Accordingly, plaintiff’s motion for summary judgment is granted only to the extent that it is adjudged and declared that American Home’s duty to indemnify McDonald for all claims *727asserted, against him in the underlying action, index number 100599/95, involving sexual misconduct only is limited to $25,000, and it is further adjudged and declared that American Home’s duty to indemnify McDonald for punitive, exemplary or multiplied damages awarded against him in the underlying action is limited to $25,000 (including, but not limited to, the $25,000 aggregate sublimit of liability for claims for sexual misconduct), and it is further adjudged and declared that American Home’s duty to indemnify Anisfeld for punitive, exemplary or multiplied damages awarded against her in the underlying action is limited to $25,000.

That portion of the motion seeking summary judgment declaring that as soon as American Home makes payment of $25,000 in defense costs or in settlement or satisfaction of Ka-mhi’s claims against McDonald, American Home has no further duty to defend McDonald in the underlying action is denied with leave to renew, if deemed appropriate, upon the completion of discovery in the underlying action.

The cross motion by Kamhi is granted only to the extent of staying any further application by American Home for summary judgment until all discovery in the Kamhi malpractice action is completed.

. Although defendant McDonald appeared for a hearing before this court on January 14, 1998, he has not served an answer to either the complaint or amended complaint in this action.

. Anisfeld alleges that Kamhi was not a patient of the Center, but was rather a private patient of McDonald, who had maintained his own, separate practice. According to Anisfeld, the Center has no records of any treatment of Kamhi and the Center never billed Kamhi or received any payment from her.

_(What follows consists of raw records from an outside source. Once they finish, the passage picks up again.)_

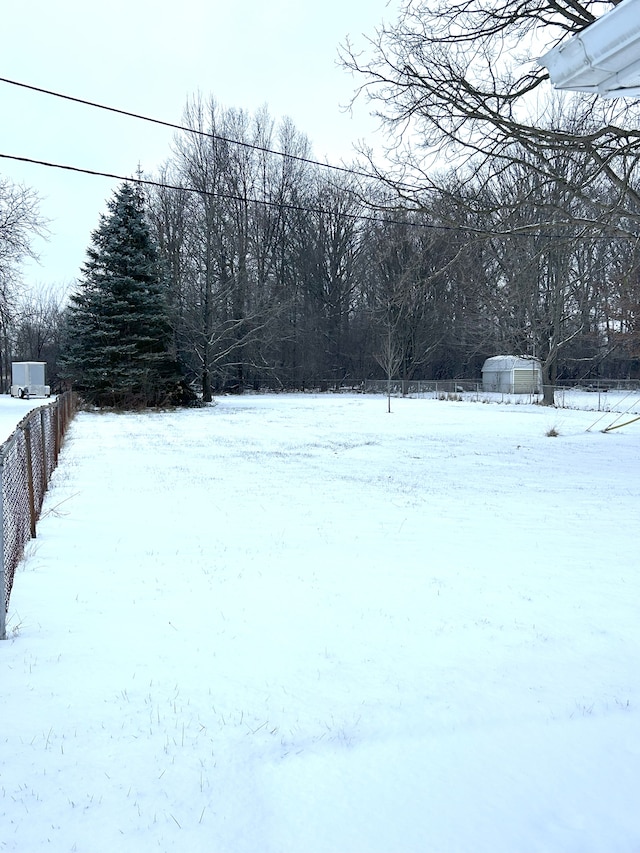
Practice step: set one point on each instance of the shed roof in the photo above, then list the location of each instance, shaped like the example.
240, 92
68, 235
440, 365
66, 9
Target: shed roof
510, 362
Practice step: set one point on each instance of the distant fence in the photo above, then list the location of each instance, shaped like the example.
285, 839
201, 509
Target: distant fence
27, 460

. The court denied American Home’s motion for summary judgment on the ground that the plaintiff in the underlying action had not alleged a sexual relationship during the time period of the patient/therapist relationship, but held that “[p]ursuant to the sexual misconduct provision, if at any time during further pleadings, pretrial discovery, trial or otherwise, [the plaintiff in the underlying action] alleges conduct on the part of [the therapist] which constitutes erotic physical contact, then the exposure to [American Home] will be limited to the $25,000 sublimit.” (American Home Assur. Co. v Levy, 119 Misc 2d, supra, at 790-791.)

. The Washington Supreme Court noted that Washington’s statutes relating to the licensing and discipline of psychologists expressed “a clear public policy in favor of putting an end to unethical and unprofessional behavior on the part of therapists.” (American Home Assur. Co. v Cohen, supra, 124 Wash 2d, at 880, 881 P2d, at 1009-1010.) Similarly, New York’s statutes and regulations require an applicant for a license as a “certified social worker” to “be of good moral character” (see, Education Law § 7704 [7]) and authorize disciplinary proceedings with respect to “conduct in the practice of a profession which evidences moral unfitness to practice the profession” (8 NYCRR 29.1 [b] [5]; see also, Education Law §§ 6508, 7703).

. Neither McDonald nor the Center was listed as an “Insured” or an “Additional Insured” in Anisfeld’s policy.

. Even if this court were to have found subparagraph (b) of the exclusionary clause to be ambiguous, any such ambiguity would “be construed against the insurer” (Ace Wire & Cable Co. v Aetna Cas. & Sur. Co., 60 NY2d 390, 398 [1983]).